Combined with the previous bypass updates, the end goal is updating
blkcg core such that it can ensure that blkcg's being affected become
quiescent and don't have any per-blkg data hanging around before
commencing any policy updates. Until queues are made aware of the
policies that applies to them, as an interim step, all per-policy blkg
data will be shot down.
* blk-throtl doesn't need this change as it can't be disabled for a
live queue; however, update it anyway as the scheduled blkg
unification requires this behavior change. This means that
blk-throtl configuration will be unnecessarily lost over elevator
switch. This oddity will be removed after blkcg learns to associate
individual policies with request_queues.
* blk-throtl dosen't shoot down root_tg. This is to ease transition.

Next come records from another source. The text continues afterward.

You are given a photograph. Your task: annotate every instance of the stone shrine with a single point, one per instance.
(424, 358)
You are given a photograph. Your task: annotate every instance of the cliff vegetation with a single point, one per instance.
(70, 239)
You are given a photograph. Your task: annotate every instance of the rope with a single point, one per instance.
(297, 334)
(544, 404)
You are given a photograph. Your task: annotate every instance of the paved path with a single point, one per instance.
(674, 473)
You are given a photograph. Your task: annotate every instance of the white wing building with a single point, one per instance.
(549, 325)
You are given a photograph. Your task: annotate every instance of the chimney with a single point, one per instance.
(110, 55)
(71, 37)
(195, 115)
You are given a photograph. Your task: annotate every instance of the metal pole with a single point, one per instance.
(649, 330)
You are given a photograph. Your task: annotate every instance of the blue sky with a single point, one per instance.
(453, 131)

Unified blkg will always have persistent root group and not shooting
down root_tg for now eases transition to that point by avoiding
having to update td->root_tg and is safe as blk-throtl can never be
disabled
-v2: Vivek pointed out that group list is not guaranteed to be empty
on return from clear function if it raced cgroup removal and
lost. Fix it by waiting a bit and retrying. This kludge will
soon be removed once locking is updated such that blkg is never
in limbo state between blkcg and request_queue locks.

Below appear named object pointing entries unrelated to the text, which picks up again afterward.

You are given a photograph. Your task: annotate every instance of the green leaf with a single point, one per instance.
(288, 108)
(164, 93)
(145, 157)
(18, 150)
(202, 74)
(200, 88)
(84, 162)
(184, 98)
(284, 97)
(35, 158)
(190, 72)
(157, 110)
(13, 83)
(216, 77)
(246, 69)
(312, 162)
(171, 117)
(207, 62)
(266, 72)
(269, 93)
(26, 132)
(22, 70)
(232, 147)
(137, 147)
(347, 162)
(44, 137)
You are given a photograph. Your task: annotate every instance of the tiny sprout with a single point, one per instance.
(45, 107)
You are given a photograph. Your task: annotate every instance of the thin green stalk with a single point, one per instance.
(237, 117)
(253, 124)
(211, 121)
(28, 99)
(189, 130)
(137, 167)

blk-throtl no longer shoots down root_tg to avoid breaking
td->root_tg.
Also, Nest queue_lock inside blkio_list_lock not the other way
around to avoid introduce possible deadlock via blkcg lock.
-v3: blkcg_clear_queue() repositioned and renamed to
blkg_destroy_all() to increase consistency with later changes.
cfq_clear_queue() updated to check q->elevator before
dereferencing it to avoid NULL dereference on not fully
initialized queues (used by later change).
Signed-off-by: Tejun Heo <tj@kernel.org>
Cc: Vivek Goyal <vgoyal@redhat.com>
---
block/blk-cgroup.c | 34 +++++++++++++++++++++++++++++++++-
block/blk-cgroup.h | 5 ++++-
block/blk-throttle.c | 27 +++++++++++++++++++++++++--
block/cfq-iosched.c | 20 +++++++++++++++++++-
block/elevator.c | 3 +++
5 files changed, 84 insertions(+), 5 deletions(-)
diff --git a/block/blk-cgroup.c b/block/blk-cgroup.c
index 970a717..159aef5 100644
--- a/block/blk-cgroup.c
+++ b/block/blk-cgroup.c
@@ -17,8 +17,9 @@
#include <linux/err.h>
#include <linux/blkdev.h>
#include <linux/slab.h>
-#include "blk-cgroup.h"
#include <linux/genhd.h>
+#include <linux/delay.h>
+#include "blk-cgroup.h"
#define MAX_KEY_LEN 100
@@ -546,6 +547,37 @@ struct blkio_group *blkiocg_lookup_group(struct blkio_cgroup *blkcg, void *key)
}
EXPORT_SYMBOL_GPL(blkiocg_lookup_group);
+void blkg_destroy_all(struct request_queue *q)
+{
+ struct blkio_policy_type *pol;
+
+ while (true) {
+ bool done = true;
+
+ spin_lock(&blkio_list_lock);
+ spin_lock_irq(q->queue_lock);
+
+ /*
+ * clear_queue_fn() might return with non-empty group list
+ * if it raced cgroup removal and lost. cgroup removal is
+ * guaranteed to make forward progress and retrying after a
+ * while is enough. This ugliness is scheduled to be
+ * removed after locking update.
+ */
+ list_for_each_entry(pol, &blkio_list, list)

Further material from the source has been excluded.